# What Lawn Weed is this ?



## Mom In Charge (Jul 18, 2009)

1manner, this is a terrific website! But for the answer to your question, try UBCGardens. I swear they can ID anything. I thought I was good with plants but those readers are botanists and LOVE a challenge. Warning: they are honest. If you love a plant, you'll probably find out it has terribile traits and everyone else would rip it out.


----------



## Tess (Aug 3, 2009)

Looks like Virginia Buttonweed to me. Don't take my word for it though 


(I had a horrible problem with this weed. Here's a little info on it:
http://apps.caes.uga.edu/urbanag/Home&Garden/indexFS.cfm?storyid=2541
Last year, I tried herbicides. No luck--it's insane how quickly it grows and spreads. This year, I hand pulled them as they emerged. A huge pain but it was free and it's worked.)


----------



## downunder (Jun 13, 2008)

> Weed and Feed does nothing to it. So not a broadleaf weed.

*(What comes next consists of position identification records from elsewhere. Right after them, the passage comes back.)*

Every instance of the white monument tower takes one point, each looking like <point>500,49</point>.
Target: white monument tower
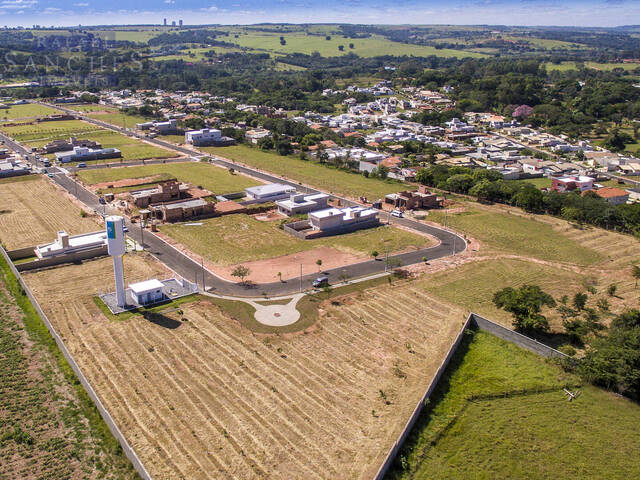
<point>116,248</point>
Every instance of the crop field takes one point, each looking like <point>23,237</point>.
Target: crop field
<point>199,396</point>
<point>46,429</point>
<point>535,436</point>
<point>508,232</point>
<point>26,111</point>
<point>232,239</point>
<point>297,42</point>
<point>216,179</point>
<point>307,172</point>
<point>33,211</point>
<point>38,135</point>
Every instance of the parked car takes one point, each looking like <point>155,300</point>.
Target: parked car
<point>320,282</point>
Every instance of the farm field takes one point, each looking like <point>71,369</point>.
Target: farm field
<point>306,172</point>
<point>216,179</point>
<point>33,211</point>
<point>207,398</point>
<point>534,436</point>
<point>49,428</point>
<point>298,42</point>
<point>26,111</point>
<point>39,135</point>
<point>515,233</point>
<point>233,239</point>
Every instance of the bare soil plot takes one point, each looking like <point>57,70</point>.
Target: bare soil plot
<point>210,399</point>
<point>32,211</point>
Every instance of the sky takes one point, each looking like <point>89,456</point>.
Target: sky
<point>603,13</point>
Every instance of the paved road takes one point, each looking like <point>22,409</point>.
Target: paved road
<point>449,243</point>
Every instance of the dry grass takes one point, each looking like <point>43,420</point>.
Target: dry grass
<point>32,211</point>
<point>210,399</point>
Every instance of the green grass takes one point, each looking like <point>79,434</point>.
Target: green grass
<point>472,285</point>
<point>308,172</point>
<point>532,436</point>
<point>210,177</point>
<point>233,239</point>
<point>26,111</point>
<point>298,42</point>
<point>518,235</point>
<point>38,135</point>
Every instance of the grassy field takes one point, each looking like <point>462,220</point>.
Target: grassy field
<point>472,286</point>
<point>38,135</point>
<point>49,428</point>
<point>210,177</point>
<point>33,211</point>
<point>533,436</point>
<point>375,45</point>
<point>517,234</point>
<point>26,111</point>
<point>200,396</point>
<point>310,173</point>
<point>233,239</point>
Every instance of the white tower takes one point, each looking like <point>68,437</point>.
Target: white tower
<point>116,248</point>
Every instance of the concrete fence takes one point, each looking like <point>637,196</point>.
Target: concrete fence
<point>106,416</point>
<point>480,323</point>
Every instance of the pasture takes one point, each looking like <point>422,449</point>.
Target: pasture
<point>38,135</point>
<point>49,427</point>
<point>26,111</point>
<point>233,239</point>
<point>534,436</point>
<point>308,172</point>
<point>217,180</point>
<point>34,210</point>
<point>299,42</point>
<point>199,396</point>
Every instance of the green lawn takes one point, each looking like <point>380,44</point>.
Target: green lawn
<point>533,436</point>
<point>233,239</point>
<point>40,134</point>
<point>299,42</point>
<point>210,177</point>
<point>518,235</point>
<point>472,285</point>
<point>29,110</point>
<point>310,173</point>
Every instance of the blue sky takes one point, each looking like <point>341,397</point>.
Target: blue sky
<point>462,12</point>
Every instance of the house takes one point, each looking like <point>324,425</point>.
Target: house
<point>613,195</point>
<point>147,292</point>
<point>270,192</point>
<point>67,245</point>
<point>568,184</point>
<point>207,137</point>
<point>342,220</point>
<point>419,199</point>
<point>80,154</point>
<point>299,203</point>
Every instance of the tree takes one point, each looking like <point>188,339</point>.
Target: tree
<point>241,272</point>
<point>635,273</point>
<point>525,304</point>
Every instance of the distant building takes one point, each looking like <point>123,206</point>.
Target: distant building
<point>207,137</point>
<point>299,203</point>
<point>270,192</point>
<point>80,154</point>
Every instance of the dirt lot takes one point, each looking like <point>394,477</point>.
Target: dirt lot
<point>210,399</point>
<point>33,210</point>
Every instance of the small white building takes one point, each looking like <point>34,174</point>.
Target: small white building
<point>147,292</point>
<point>270,192</point>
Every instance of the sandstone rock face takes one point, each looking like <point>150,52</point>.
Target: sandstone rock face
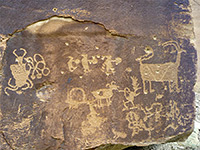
<point>74,84</point>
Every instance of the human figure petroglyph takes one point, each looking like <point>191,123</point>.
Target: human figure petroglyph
<point>72,63</point>
<point>93,122</point>
<point>105,94</point>
<point>166,72</point>
<point>85,62</point>
<point>76,97</point>
<point>135,122</point>
<point>24,68</point>
<point>130,95</point>
<point>107,66</point>
<point>36,62</point>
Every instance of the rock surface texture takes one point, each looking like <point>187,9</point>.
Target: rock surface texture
<point>76,75</point>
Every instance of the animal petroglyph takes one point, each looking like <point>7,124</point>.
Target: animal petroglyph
<point>25,69</point>
<point>118,134</point>
<point>107,66</point>
<point>166,72</point>
<point>105,94</point>
<point>130,95</point>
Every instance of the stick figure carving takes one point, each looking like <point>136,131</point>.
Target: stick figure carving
<point>166,72</point>
<point>105,94</point>
<point>21,71</point>
<point>107,66</point>
<point>130,95</point>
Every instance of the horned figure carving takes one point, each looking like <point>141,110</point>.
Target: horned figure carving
<point>105,94</point>
<point>166,72</point>
<point>24,71</point>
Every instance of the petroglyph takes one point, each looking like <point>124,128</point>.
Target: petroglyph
<point>130,95</point>
<point>72,64</point>
<point>135,122</point>
<point>166,72</point>
<point>173,116</point>
<point>85,62</point>
<point>151,115</point>
<point>105,94</point>
<point>76,96</point>
<point>25,69</point>
<point>93,122</point>
<point>107,66</point>
<point>118,134</point>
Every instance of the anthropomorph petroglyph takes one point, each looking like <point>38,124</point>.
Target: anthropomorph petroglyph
<point>108,66</point>
<point>166,72</point>
<point>137,116</point>
<point>85,62</point>
<point>25,70</point>
<point>130,95</point>
<point>76,97</point>
<point>105,94</point>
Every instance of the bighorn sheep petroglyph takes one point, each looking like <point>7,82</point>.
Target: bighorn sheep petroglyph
<point>160,72</point>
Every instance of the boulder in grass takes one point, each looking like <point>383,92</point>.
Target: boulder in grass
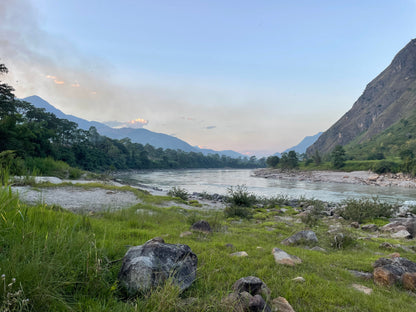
<point>151,264</point>
<point>201,226</point>
<point>249,294</point>
<point>388,272</point>
<point>282,257</point>
<point>306,236</point>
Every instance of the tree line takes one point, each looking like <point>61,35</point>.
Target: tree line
<point>27,132</point>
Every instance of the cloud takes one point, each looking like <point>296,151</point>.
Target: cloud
<point>135,123</point>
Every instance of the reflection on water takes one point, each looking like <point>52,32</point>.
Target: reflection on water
<point>218,180</point>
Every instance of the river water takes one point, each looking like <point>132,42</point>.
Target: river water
<point>219,180</point>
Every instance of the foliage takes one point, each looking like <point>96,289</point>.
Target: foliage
<point>239,196</point>
<point>338,157</point>
<point>272,161</point>
<point>385,166</point>
<point>366,209</point>
<point>178,192</point>
<point>289,160</point>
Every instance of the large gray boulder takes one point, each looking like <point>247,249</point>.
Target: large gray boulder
<point>148,266</point>
<point>307,237</point>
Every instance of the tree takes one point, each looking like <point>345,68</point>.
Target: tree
<point>272,161</point>
<point>338,157</point>
<point>289,160</point>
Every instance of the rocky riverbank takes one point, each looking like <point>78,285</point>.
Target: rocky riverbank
<point>354,177</point>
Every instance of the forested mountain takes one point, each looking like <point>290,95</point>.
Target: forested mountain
<point>28,132</point>
<point>142,136</point>
<point>388,99</point>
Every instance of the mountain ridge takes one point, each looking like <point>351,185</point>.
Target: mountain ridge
<point>140,135</point>
<point>386,99</point>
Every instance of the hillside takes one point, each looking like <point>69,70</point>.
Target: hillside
<point>142,136</point>
<point>390,97</point>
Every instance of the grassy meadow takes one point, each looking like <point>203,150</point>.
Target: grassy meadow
<point>55,260</point>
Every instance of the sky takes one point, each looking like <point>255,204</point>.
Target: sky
<point>252,76</point>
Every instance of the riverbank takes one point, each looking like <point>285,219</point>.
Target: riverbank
<point>354,177</point>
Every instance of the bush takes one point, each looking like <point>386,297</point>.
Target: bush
<point>239,196</point>
<point>238,211</point>
<point>179,192</point>
<point>385,167</point>
<point>365,209</point>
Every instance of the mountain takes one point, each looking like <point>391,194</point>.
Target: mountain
<point>386,100</point>
<point>303,145</point>
<point>142,136</point>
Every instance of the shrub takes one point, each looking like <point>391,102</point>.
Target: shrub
<point>239,196</point>
<point>238,211</point>
<point>178,192</point>
<point>385,167</point>
<point>366,208</point>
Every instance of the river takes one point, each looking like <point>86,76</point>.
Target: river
<point>219,180</point>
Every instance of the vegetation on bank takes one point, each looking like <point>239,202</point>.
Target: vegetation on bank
<point>55,260</point>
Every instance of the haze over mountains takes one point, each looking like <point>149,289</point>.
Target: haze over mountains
<point>387,100</point>
<point>142,136</point>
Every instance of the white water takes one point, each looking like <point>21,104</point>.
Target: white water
<point>219,180</point>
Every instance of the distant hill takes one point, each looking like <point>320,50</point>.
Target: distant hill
<point>302,146</point>
<point>142,136</point>
<point>388,99</point>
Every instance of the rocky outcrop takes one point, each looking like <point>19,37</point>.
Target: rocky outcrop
<point>151,264</point>
<point>282,257</point>
<point>249,294</point>
<point>201,226</point>
<point>388,272</point>
<point>305,237</point>
<point>387,99</point>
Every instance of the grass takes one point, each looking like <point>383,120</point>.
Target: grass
<point>69,262</point>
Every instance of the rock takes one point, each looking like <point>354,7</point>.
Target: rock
<point>301,237</point>
<point>393,227</point>
<point>201,226</point>
<point>149,265</point>
<point>386,245</point>
<point>369,227</point>
<point>282,257</point>
<point>185,234</point>
<point>389,271</point>
<point>253,285</point>
<point>299,279</point>
<point>317,248</point>
<point>362,288</point>
<point>239,254</point>
<point>362,275</point>
<point>355,225</point>
<point>409,281</point>
<point>282,305</point>
<point>257,304</point>
<point>249,294</point>
<point>401,234</point>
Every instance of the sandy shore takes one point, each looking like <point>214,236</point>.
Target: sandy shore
<point>85,200</point>
<point>354,177</point>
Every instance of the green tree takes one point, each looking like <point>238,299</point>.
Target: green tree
<point>289,160</point>
<point>338,157</point>
<point>272,161</point>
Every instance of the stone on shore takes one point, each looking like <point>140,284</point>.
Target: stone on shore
<point>282,257</point>
<point>201,226</point>
<point>151,264</point>
<point>301,237</point>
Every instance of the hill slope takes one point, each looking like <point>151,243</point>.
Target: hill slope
<point>387,99</point>
<point>142,136</point>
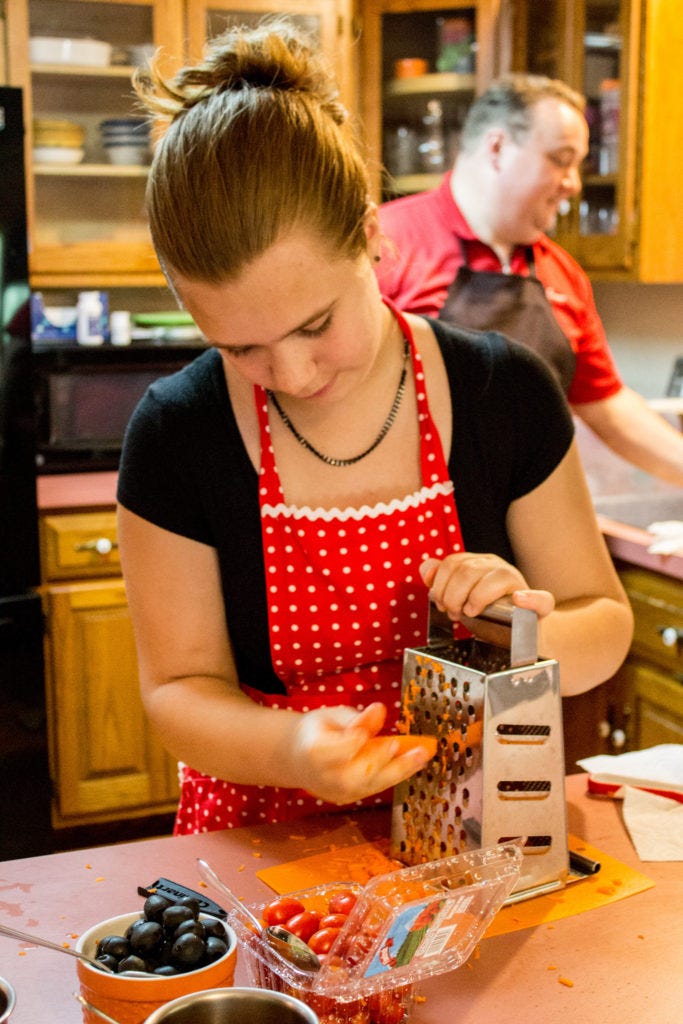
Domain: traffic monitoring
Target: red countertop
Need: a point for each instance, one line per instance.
(622, 957)
(76, 492)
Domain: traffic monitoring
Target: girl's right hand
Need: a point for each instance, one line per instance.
(338, 765)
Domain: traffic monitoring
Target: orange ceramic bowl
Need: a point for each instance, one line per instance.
(130, 1000)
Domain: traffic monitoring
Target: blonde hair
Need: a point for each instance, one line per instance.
(256, 142)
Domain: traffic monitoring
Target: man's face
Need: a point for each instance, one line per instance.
(540, 172)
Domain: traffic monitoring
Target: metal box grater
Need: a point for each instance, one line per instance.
(499, 768)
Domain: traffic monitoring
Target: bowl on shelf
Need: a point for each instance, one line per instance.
(53, 49)
(49, 131)
(127, 153)
(61, 155)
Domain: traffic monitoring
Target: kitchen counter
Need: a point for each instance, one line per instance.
(621, 957)
(76, 492)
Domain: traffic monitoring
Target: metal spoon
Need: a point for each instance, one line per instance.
(289, 945)
(23, 937)
(98, 965)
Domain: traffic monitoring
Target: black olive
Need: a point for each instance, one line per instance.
(109, 961)
(193, 903)
(155, 906)
(174, 915)
(188, 949)
(196, 927)
(214, 928)
(215, 948)
(145, 937)
(116, 945)
(132, 963)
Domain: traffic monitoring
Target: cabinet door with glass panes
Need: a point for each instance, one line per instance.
(422, 65)
(588, 44)
(328, 23)
(88, 145)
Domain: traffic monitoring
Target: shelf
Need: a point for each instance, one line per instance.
(439, 82)
(415, 182)
(92, 170)
(108, 71)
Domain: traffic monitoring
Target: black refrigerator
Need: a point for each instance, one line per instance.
(24, 776)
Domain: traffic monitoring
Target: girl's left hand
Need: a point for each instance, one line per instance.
(462, 585)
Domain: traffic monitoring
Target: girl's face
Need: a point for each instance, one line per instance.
(299, 321)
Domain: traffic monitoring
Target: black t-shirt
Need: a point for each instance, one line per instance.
(185, 469)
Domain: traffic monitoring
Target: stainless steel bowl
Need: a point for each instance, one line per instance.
(7, 999)
(235, 1006)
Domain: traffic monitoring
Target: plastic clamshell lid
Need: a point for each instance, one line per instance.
(406, 926)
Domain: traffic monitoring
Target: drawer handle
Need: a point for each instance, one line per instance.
(671, 637)
(101, 545)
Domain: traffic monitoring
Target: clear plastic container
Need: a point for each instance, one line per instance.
(406, 926)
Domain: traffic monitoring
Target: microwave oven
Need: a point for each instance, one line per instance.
(84, 396)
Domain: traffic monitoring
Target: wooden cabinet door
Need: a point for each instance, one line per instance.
(105, 762)
(86, 219)
(397, 30)
(625, 56)
(328, 22)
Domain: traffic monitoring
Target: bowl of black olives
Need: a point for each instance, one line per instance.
(170, 949)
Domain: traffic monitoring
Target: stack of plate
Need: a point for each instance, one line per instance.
(57, 141)
(126, 140)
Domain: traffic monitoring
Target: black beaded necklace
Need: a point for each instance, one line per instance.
(380, 437)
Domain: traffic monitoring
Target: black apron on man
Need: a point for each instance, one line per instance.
(516, 306)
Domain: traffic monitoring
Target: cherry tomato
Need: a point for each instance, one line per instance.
(303, 924)
(334, 921)
(280, 910)
(342, 902)
(386, 1008)
(323, 940)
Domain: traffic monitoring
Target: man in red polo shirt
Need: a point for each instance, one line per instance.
(475, 252)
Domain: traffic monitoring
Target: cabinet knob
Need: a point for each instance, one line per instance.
(619, 738)
(671, 637)
(101, 545)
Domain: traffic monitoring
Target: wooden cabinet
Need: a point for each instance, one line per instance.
(652, 677)
(86, 220)
(625, 56)
(423, 61)
(105, 763)
(642, 705)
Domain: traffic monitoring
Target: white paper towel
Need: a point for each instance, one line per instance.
(654, 823)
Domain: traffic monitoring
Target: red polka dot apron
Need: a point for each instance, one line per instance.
(344, 598)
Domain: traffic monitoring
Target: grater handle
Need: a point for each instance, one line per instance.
(520, 631)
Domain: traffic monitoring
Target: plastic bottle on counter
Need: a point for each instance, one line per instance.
(432, 147)
(610, 101)
(90, 318)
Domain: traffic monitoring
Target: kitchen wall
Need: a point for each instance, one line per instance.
(644, 325)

An erroneous presumption. Just to ask- how do you define a "broadleaf weed?" And how did you apply the Weed and Feed?

PS
I agree that it is buttonweed.


----------



## 1manner (Jul 14, 2009)

Actually the weed in question is Japanese stiltgrass (sometimes called "annual jewgrass"). It is not a broad leaf weed. I do know the difference. THanks for the "help". Diagnosis provided by head of Univ. of Tenn. Agricultural Department.


----------



## downunder (Jun 13, 2008)

"For extensive stiltgrass infestations, use of a systemic herbicide such as glyphosate (e.g., Roundup Pro®) is a practical and effective method if used with some caution."
http://www.nps.gov/plants/alien/fact/mivi1.htm

"Microstegium is a warm season grass which can be controlled with pre-emergent herbicides targeted for crabgrass. Post emergent controls can also be successful, such as Calcium acid metanearsonate 8.4% Ortho "Weed-b-Gon" Crabgrass killer for lawns".[3]"
http://en.wikipedia.org/wiki/Microstegium_vimineum

"

*Chemical- *
​​For extensive infestations, where mechanical methods are not feasible, a systemic​ 
herbicide like glyphosate (e.g., Roundup), an herbicidal soap that kills the plants back (e.g., Scythe)​ 
and herbicides specific to annual grasses may be a more effective choice."
http://www.na.fs.fed.us/fhp/invasive_plants/weeds/japanese_stiltweed.pdf ​


I have to wonder why these common products weren't tried as well. If we just want to kill it, plain old "Roundup" should have worked according to these sites. And why


> It is not a broad leaf weed. I do know the difference.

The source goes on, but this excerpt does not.